“Do we have to cover every bit of it?” grumbles 76-year-old Vivienne Westwood; “It’s so boring.” No.
She doesn’t want to talk about the Sex Pistols. Her strange friendship with Pamela Anderson is glimpsed only through archive footage. And it falls to her son, Joseph Corré, to do the talking about Malcolm McLaren, who casts a formidable shadow across the film, nonetheless.
You’ve heard of an unreliable narrator: trust the commendably testy Vivienne Westwood to be an unreliable subject. Shot over three years, Lorna Tucker’s documentary portrait of the eccentric British fashion designer was just about to be unveiled at this year’s Sundance Film Festival when Westwood issued a statement.
The statement, to use the punkish parlance of Westwood's youth, translated into a two-finger salute: "The Vivienne Westwood documentary set for release this year, Westwood: Punk, Icon, Activist, has been made and produced by a third party and as it stands isn't endorsed by Vivienne Westwood. Lorna Tucker asked to film Vivienne's activism and followed her around for a couple of years, but there's not even five minutes [of] activism in the film, instead there's lots of old fashion footage which is free and available to view online. It's a shame because the film is mediocre, and Vivienne and Andreas are not."
Rollercoaster journey
This last point is indisputable: Vivienne and Andreas Kronthaler, her domestic and design partner for several decades, are anything but mediocre.

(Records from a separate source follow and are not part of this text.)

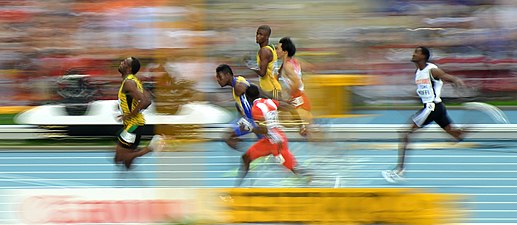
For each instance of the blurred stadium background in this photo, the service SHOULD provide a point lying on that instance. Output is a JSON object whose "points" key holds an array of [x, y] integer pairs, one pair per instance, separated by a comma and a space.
{"points": [[66, 51]]}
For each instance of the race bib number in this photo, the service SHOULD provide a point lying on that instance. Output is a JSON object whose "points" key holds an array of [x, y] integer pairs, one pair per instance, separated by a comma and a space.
{"points": [[430, 106], [128, 137], [245, 124], [297, 101], [271, 116]]}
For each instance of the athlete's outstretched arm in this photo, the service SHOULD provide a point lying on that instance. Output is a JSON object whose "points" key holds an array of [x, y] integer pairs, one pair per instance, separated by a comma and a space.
{"points": [[440, 74], [292, 76], [240, 88]]}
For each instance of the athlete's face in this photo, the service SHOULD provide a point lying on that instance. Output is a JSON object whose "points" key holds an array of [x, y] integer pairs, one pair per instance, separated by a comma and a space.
{"points": [[417, 55], [280, 51], [222, 78], [261, 36], [124, 66]]}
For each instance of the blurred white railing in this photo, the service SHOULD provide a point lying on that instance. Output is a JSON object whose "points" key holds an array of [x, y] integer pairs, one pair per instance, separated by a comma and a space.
{"points": [[334, 132]]}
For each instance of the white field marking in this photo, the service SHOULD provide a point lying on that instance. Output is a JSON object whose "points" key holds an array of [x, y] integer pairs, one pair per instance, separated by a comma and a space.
{"points": [[236, 163], [487, 202], [429, 146], [35, 181], [51, 180]]}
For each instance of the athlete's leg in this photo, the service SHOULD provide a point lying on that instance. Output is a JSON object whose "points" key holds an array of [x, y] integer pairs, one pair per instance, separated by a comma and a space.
{"points": [[257, 150], [403, 147]]}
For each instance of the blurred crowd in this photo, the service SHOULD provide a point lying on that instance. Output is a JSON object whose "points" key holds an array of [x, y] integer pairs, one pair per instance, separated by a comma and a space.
{"points": [[184, 41]]}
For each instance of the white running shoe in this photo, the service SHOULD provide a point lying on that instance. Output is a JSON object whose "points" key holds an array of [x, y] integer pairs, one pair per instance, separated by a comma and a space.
{"points": [[392, 176], [157, 143]]}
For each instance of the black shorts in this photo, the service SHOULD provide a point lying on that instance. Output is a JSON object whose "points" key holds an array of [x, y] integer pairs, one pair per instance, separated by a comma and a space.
{"points": [[426, 115], [129, 137]]}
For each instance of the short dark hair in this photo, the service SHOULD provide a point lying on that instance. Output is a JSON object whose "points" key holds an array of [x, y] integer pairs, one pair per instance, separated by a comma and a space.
{"points": [[288, 46], [135, 65], [265, 28], [224, 68], [252, 92], [426, 52]]}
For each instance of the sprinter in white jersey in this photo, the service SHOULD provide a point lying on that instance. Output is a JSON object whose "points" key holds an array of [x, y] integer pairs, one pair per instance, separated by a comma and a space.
{"points": [[429, 80]]}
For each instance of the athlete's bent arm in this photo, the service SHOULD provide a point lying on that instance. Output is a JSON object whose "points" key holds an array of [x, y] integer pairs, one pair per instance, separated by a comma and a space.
{"points": [[143, 101], [265, 57]]}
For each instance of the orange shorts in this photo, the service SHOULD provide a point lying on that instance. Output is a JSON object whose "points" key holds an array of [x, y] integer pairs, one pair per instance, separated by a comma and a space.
{"points": [[265, 147]]}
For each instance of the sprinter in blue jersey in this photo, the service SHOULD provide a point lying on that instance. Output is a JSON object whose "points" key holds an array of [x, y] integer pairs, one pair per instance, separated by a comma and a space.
{"points": [[239, 84]]}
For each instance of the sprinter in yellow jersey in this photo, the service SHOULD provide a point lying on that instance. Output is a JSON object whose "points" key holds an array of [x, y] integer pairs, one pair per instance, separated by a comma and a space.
{"points": [[266, 58], [132, 100]]}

But she's wrong about Tucker's film, which is at its best when covering Westwood's extraordinary rollercoaster journey from failed housewife to outsider artist to the go-to designer for Carrie's wedding dress in the Sex and the City movie.

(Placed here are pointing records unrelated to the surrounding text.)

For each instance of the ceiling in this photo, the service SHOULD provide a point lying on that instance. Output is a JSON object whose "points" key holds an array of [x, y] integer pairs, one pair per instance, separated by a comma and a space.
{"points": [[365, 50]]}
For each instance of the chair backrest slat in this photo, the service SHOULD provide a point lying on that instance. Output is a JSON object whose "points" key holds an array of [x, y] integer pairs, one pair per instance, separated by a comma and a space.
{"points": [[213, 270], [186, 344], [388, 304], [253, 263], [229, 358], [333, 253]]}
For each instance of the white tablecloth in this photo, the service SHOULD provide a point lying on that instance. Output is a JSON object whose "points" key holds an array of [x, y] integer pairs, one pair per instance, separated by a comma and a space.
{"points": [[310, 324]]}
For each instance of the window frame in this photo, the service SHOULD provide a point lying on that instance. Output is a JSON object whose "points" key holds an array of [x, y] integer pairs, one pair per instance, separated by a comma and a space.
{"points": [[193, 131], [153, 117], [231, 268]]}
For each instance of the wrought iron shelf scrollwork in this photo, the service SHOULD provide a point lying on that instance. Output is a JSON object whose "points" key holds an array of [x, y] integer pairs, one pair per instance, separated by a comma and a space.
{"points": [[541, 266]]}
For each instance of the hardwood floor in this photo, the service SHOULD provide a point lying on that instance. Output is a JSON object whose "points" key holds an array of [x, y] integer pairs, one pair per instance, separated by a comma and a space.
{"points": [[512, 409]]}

The “old fashion footage which is free and available to view online” proves invaluable in reconstructing Westwood’s gradual acceptance (and deification) by the fashion establishment.
Westwood's activism against fracking and climate change may be noble, but it's not as entertaining as watching her ball out an employee over insufficiently large hems. And it can't possibly compete with the greatest hits. Footage from a 1988 appearance on Wogan – later parodied by Alan Patridge – in which her designs inspire hoots of laughter from the audience, remains TV gold.
A Bolero-scored montage of her catwalk creations of the years is delightful. And Vivienne, for all her recalcitrance, is fine company. There really is nothing like a Dame.